Sci-Fi Fantasy gear has been spotted on Zendaya, who plays Rue Bennett on the hit Netflix show, Euphoria. Kat Danabassis, to whom Hsu is married, came up with the name and finalized the logo. Danabassis works as assistant to Heidi Bevins, the designer behind Euphoria's style. Hsu explains his approach: "I am a huge fan of the sci-fi fi fantasy genre, but I don't want to make the company too on the nose and kinda of restricting. So, I base the designs on very clean, basic graphic design. I also dabble in corporate graphic design. My parents were computer engineers, so electronics catalogs would always come to the house, and I kinda grew up around that sort of Silicon Valley design. I use a lot of that as a source." Check out the first official skate team video here, featuring Ryan Lay and Arin.
Skate style, photography, and streetwear collabs come together in Hsu's latest project with iconic 1980s brand Jimmy'z and London-based Palace Skateboards. Hsu brings his rad photographer skills shooting the images for the release of this un-anticipated but right-on collaboration.

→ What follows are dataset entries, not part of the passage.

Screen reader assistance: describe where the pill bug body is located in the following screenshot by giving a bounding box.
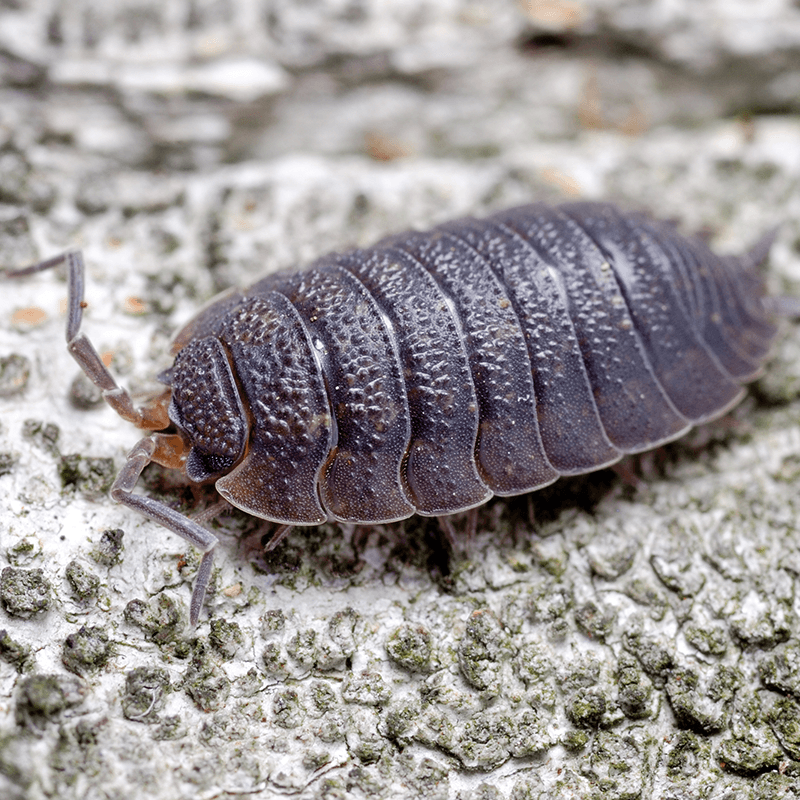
[4,203,776,621]
[169,203,775,525]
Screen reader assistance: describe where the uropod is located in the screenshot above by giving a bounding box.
[7,202,791,624]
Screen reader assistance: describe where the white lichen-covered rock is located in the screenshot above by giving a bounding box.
[0,2,800,800]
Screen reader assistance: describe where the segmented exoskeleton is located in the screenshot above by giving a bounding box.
[4,203,776,623]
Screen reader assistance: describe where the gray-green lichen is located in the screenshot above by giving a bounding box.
[0,567,53,619]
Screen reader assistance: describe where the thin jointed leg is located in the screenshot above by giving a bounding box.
[5,250,169,431]
[111,433,219,626]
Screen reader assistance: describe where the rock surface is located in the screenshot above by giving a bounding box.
[0,0,800,800]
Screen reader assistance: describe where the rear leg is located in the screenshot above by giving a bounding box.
[111,433,219,626]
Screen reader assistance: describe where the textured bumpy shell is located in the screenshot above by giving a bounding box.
[167,203,775,525]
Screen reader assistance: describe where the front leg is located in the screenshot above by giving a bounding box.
[4,250,169,431]
[111,433,219,626]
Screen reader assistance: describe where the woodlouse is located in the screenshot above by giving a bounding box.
[9,203,776,623]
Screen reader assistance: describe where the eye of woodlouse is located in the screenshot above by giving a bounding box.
[0,203,779,624]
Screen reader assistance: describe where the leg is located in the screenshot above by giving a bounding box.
[111,433,218,626]
[5,250,169,431]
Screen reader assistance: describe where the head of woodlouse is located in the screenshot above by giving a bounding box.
[164,336,249,483]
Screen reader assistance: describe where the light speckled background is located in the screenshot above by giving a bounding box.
[0,0,800,800]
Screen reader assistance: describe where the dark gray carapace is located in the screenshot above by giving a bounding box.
[4,203,776,622]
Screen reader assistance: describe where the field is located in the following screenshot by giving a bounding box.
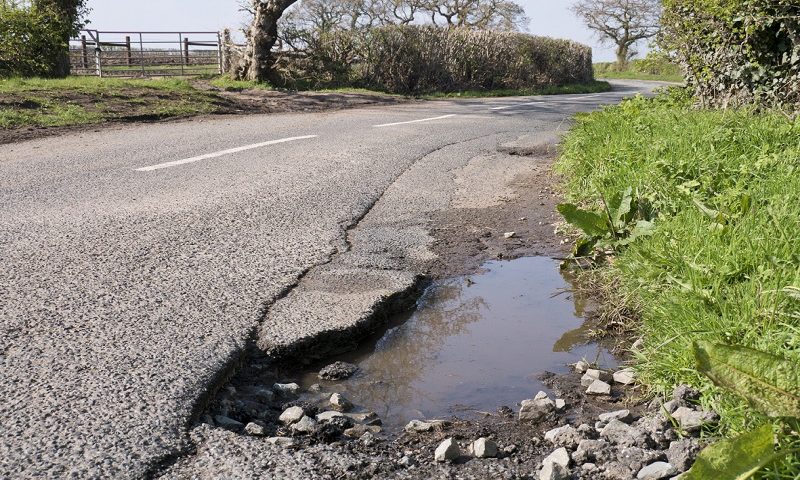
[558,90,800,478]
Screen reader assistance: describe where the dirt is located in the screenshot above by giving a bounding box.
[0,80,404,145]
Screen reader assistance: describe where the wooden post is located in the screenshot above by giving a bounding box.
[81,35,89,70]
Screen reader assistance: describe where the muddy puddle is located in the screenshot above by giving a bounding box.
[296,257,616,429]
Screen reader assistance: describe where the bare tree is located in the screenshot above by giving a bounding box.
[236,0,297,82]
[572,0,661,69]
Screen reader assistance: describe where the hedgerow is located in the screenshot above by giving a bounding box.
[661,0,800,110]
[280,26,593,94]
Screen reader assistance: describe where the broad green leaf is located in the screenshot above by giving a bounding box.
[693,342,800,417]
[556,203,608,237]
[682,425,776,480]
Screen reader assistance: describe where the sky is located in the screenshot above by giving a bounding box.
[88,0,628,62]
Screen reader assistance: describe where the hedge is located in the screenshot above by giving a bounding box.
[661,0,800,111]
[280,26,594,94]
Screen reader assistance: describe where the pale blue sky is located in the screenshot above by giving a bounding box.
[84,0,628,62]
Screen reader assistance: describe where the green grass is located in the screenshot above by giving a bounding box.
[423,81,611,99]
[0,76,216,128]
[557,89,800,478]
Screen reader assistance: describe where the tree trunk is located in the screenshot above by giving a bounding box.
[617,44,629,72]
[236,0,297,82]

Jimmy'z was founded in 1984 by artist and surfer Jim Ganzer. This is around the same time that Sean Stussy was scribbling his name on T-shirts and hats, and selling them out of his trunk. A who's who of skateboarders rode for the brand, perhaps most well-known for the attached velcro belt that functioned as a closure for their pants and shorts. Ganzer was super connected with the Hollywood art scene. According to this interview, the phrase used by Jeff Bridges in The Big Labowski, "The Dude abides," was actually a saying Ganzer created. He and Bridges were friends.
As a result, like Sci–Fi Fantasy, Jimmy'z was worn not only by the gnarliest and most stylish skateboarders, but by Hollywood's biggest stars, including Jack Nicholson. The brand was sold to Aéropostale and was never the same. In 2011, the brand was purchased back and revived by Black Harrington. You can now order online. There is also an Instagram page with images of classic t-shirts and advertising. Take a ride back in time.
As Hypebeast reports, "Lev Tanju is the founder of London-based Palace Skateboards. Born and raised in London, Tanju initially began designing skateboard graphics, before founding Palace Skateboards in 2010 primarily as a way to fund his skateboarding lifestyle. Bringing a decidedly British aesthetic to a culture dominated largely by the American West Coast, Tanju's label saw a meteoric rise within the skateboarding world…"
Palace suggests synonymy with collabs. Since its founding, Palace has worked with Ralph Lauren, Adidas, Reebok, and Umbro. In the last few days, they released a collab with New Balance. As GQ Magazine states, "Palace has certainly had a hand in setting trends. Its mix of '90s sportswear with bench-made opulence is pervasive now; designer brands like Celine and Dior have been appealing to skaters with recent collections that might make you wonder if Palace was on their mood boards."